Oryantalistler; Batı bilimleriyle Klasik Arap şiiri, İslâm kültür-medeniyeti ve İslâmi ilimlere yeni bir perspektif sunma çabalarıyla takdiri hak etmektedirler. Ancak, bu iki medeniyet arasında her zaman bir uyum olduğu anlamına gelmemektedir. Doğu'yu eleştirmek ve Doğuluların Batı'ya uygun olmadığını düşünmek, yaptıkları çalışmaların genelinde kendini göstermektedir. Oryantalistler arasında, bilimsel çalışmaların arkasındaki motivasyonlarının çeşitli olabileceğini unutmamak gerekir. Klasik Arap Şiiri üzerine çalışan oryantalistler, aynı zamanda İslâmi İlimlerin çeşitli alanlarıyla da ilgilenmişlerdir. Oryantalistlerin kendi çabaları ile edindikleri bilgiler ve yaptıkları çalışmalardaki kaynak sorunları, onların eserlerinin ve bilimsel derinliklerinin sorgulanmasını da düşündürmektedir.

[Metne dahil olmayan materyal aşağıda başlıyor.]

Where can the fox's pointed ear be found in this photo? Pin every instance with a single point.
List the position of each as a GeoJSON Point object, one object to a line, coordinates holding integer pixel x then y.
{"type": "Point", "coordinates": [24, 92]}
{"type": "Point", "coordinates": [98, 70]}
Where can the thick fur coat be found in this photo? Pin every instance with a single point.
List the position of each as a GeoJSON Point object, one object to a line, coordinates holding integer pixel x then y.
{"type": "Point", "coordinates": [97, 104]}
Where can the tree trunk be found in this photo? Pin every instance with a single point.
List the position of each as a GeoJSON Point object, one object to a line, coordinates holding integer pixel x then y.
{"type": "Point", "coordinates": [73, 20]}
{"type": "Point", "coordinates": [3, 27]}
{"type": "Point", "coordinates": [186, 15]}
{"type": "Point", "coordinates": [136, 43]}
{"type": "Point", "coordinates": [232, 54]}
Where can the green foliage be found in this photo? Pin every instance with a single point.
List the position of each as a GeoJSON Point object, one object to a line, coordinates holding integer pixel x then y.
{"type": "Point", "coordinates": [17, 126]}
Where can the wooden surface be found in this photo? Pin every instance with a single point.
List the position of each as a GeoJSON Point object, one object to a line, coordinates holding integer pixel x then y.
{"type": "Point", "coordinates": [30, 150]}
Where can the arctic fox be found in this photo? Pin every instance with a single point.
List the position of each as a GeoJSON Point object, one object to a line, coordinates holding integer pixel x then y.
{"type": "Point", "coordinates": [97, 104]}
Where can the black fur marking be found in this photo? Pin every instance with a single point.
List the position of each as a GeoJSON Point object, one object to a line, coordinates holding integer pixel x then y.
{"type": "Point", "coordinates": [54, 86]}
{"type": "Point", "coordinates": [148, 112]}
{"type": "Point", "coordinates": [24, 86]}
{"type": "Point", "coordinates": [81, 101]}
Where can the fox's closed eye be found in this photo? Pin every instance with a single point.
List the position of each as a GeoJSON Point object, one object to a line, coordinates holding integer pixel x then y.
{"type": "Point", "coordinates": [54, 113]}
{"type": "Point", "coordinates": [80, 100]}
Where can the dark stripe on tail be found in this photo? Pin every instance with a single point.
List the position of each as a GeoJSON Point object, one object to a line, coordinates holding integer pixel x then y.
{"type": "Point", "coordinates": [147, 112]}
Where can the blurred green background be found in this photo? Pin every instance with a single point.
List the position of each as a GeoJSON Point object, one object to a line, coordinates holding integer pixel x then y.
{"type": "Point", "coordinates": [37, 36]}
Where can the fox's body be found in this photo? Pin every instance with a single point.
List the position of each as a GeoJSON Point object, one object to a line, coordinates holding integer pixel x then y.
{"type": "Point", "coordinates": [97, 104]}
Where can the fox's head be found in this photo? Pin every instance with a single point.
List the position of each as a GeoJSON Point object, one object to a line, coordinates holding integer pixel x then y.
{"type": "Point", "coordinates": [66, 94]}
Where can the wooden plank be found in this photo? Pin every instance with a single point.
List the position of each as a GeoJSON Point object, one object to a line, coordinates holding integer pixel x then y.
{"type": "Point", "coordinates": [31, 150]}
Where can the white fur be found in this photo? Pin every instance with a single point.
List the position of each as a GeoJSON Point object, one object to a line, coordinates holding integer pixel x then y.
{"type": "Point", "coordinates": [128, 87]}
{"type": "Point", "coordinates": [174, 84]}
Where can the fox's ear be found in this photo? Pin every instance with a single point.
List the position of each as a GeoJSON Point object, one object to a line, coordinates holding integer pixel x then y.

Türkiye'de Batılı bilim insanlarının, diğer bir ifadeyle oryantalistlerin Klasik Dönem Arap Şiiri üzerindeki araştırmalarını, görüş ve düşüncelerini ve bu konuda ortaya koydukları çalışmalarını konu alan akademik araştırmaların sınırlı olduğu gözlemlenmektedir. Bu itibarla değerli araştırmacı Dr. Naci Özsoy’un bu eseri bu anlamda ilk olması nedeniyle önem arz etmektedir. Bu çalışma genel itibarıyla Klasik Dönem Arap Şiiri uzmanı oryantalistleri ve bunların söz konusu alanla ilgili yöntemlerini, görüşlerini ve iddialarını ele almıştır. Ayrıca oryantalizmin tarihsel gelişimi ve etkilediği alanları incelemiş, İslâmi İlimler ve Arap Dili ve Edebiyatı konularındaki özel ilgilerinin nedenleri üzerinde durmuştur. İşte elinizdeki bu eser, meslektaşım Dr. Naci Özsoy’un, zaman açısından kısıtlı bir durumda olasına rağmen titiz çalışmalarının neticesi olarak ortaya çıkmıştır. Yerli ve yabancı zengin bir bibliyografya ile konunun can alıcı noktalarını, günümüze kadar uzanan durumunu, ana hatlarıyla da olsa akademik camiamıza kazandırmış olması bakımından takdire değerdir. Konunun olumlu veya olumsuz, ya da tartışmalı taraflarını ve bunların analizini konunun çerçevesi dâhilinde görmek mümkündür. Ancak bu eser, birkaç akademik çalışmaya konu olacak kadar geniş olan bu konuyu her yönüyle ikmal ettiği anlamına gelmemektedir. Dolayısıyla müellifin bundan sonraki çalışmalarında konuyu farklı ve daha kapsamlı yönleriyle aydınlatacağını büyük bir güvenle ümit ediyorum. Bütün bunlara binaen, okuyucuların ve özellikle araştırmacıların zevkle okuyacağı ve istifade edeceği bu eserin yeni araştırmaların bir habercisi olması dileği ile Dr. Naci Özsoy’u tebrik ediyor, eserin hayırlı ve faydalı olmasını diliyorum.